Se encogió de hombros. ¿Qué podía decir? Cualquier respuesta que le diera era una mentira, en cierto modo. Probabilidades había, pero hasta qué punto podían considerarse razonables era algo que no terminaba de ver claro. A todas luces era una apuesta arriesgada, más loca de lo que estaba preparado para admitir. En su fuero interno era consciente de que muy probablemente Kai no volviese a ser el de antes nunca y, aun si su cuerpo se recuperaba, su mente estuviese tocada para siempre. Los detalles del incidente no se habían hecho públicos y, si alguien en la Marina tenía reportes de cómo había acabado así -más allá de los detalles más superficiales- no los había compartido con él. Lo único que tenía era una pila interminable de informes médicos, no la suficiente esperanza y una moneda para cara o cruz en el que necesitaba hacerla caer de canto. Estadísticamente hablando, sabía que era imposible.

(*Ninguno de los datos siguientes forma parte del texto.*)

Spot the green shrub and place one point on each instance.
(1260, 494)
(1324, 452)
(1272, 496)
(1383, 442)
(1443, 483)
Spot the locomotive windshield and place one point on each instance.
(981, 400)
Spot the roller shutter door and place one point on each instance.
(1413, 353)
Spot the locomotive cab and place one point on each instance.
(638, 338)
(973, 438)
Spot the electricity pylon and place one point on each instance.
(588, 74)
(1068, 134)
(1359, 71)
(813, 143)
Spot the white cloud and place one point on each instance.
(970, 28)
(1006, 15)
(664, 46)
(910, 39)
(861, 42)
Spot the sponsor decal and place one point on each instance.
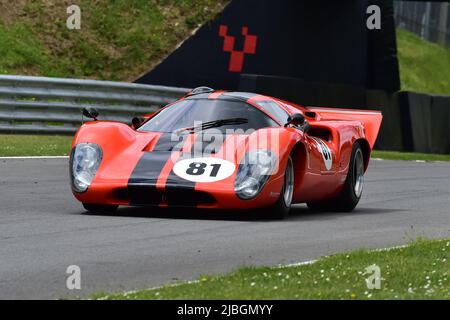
(204, 169)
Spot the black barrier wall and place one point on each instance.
(411, 121)
(323, 41)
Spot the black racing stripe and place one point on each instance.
(141, 187)
(176, 187)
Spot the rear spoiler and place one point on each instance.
(371, 119)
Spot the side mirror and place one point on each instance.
(136, 122)
(90, 113)
(297, 119)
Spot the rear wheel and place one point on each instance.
(100, 209)
(351, 193)
(283, 205)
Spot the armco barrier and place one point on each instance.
(53, 105)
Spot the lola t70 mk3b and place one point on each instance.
(225, 150)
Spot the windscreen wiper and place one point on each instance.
(214, 124)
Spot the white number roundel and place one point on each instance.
(204, 169)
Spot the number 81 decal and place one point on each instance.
(204, 169)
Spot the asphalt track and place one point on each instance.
(43, 230)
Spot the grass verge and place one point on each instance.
(34, 145)
(118, 40)
(424, 66)
(418, 271)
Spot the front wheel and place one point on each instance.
(100, 209)
(281, 208)
(349, 197)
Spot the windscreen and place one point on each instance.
(192, 112)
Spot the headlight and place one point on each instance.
(253, 173)
(84, 162)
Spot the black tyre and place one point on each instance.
(100, 209)
(281, 208)
(349, 197)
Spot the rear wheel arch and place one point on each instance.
(299, 159)
(364, 144)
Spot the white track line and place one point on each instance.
(34, 157)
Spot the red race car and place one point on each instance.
(225, 150)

- ¿Me vas a obligar a mentirte a la cara? -preguntó con cierto desánimo. Nadie le había ofrecido unas esperanzas reales, y salvo por Anduin Levi, un compañero de instrucción en el South Blue que había resultado ser un genio, nadie había dicho una sola palabra en positivo. Claro que los pronósticos del anormal de Levi implicaban efectos secundarios desconocidos y había tenido que pagar su ayuda sometiéndose a estudios que pusieron su honra a prueba. Afortunadamente, al parecer habían valido de algo-. Es la apuesta más arriesgada de mi vida, Kai. Una entre un millón, si no menos. ¿Pero cuándo nos hemos rendido ante imposibles?

Intentó sonreírle, pero solo fue capaz de mostrar una tímida mueca que tal vez lejanamente podía recordar a una sonrisa. Dudaba que eso fuera suficiente; para él lo era, claro, pero él no era quien debía someterse al proceso, si es que llegaba a haber uno. Para él no había riesgos reales, ni probablemente dolor, ni de que todo saliese bien su vida volviese a la normalidad. En realidad, comprendería que Kai rechazase; tenía motivos de sobra para no querer arriesgarse. Pero uno bastaba para hacerlo.

También, aunque había razones egoístas, tal vez no se habría atrevido a ir si no fuese porque tenían un enemigo al que enfrentarse. Sin Kai en un buen estado de forma y sus conocimientos del Diablo les resultaría casi imposible prever los pasos que s tripulación pretendía ir dando.

- Y si sale bien, puede que cumplas tu sueño de tener un poco de mí en ti. -Le guiñó un ojo. Como era homosexual seguro que le hacía gracia (o no), pero Levi lo había estudiado y no pocas veces para entender cómo lograba regenerar su cuerpo con tanta rapidez. Aunque seguramente no tuviese nada que ver y ese estudio fuese mero formalismo en busca de conocimiento a cambio de la ayuda que iba a prestar-. En fin, ¿quieres conocer a los chicos? No son de los que preparan fiestas de bienvenida, pero yo creo que celebrarán verte aquí.

Formó en sus manos un bastón de hielo, lo suficientemente frío como para que aguantase una hora, y lo vendó. Así resistiría mejor y Kai no se dañaría la mano al utilizarlo. No creía que fuese a gustarle ver a los médicos, pero tampoco era como si pudiese huir ya. ¿No?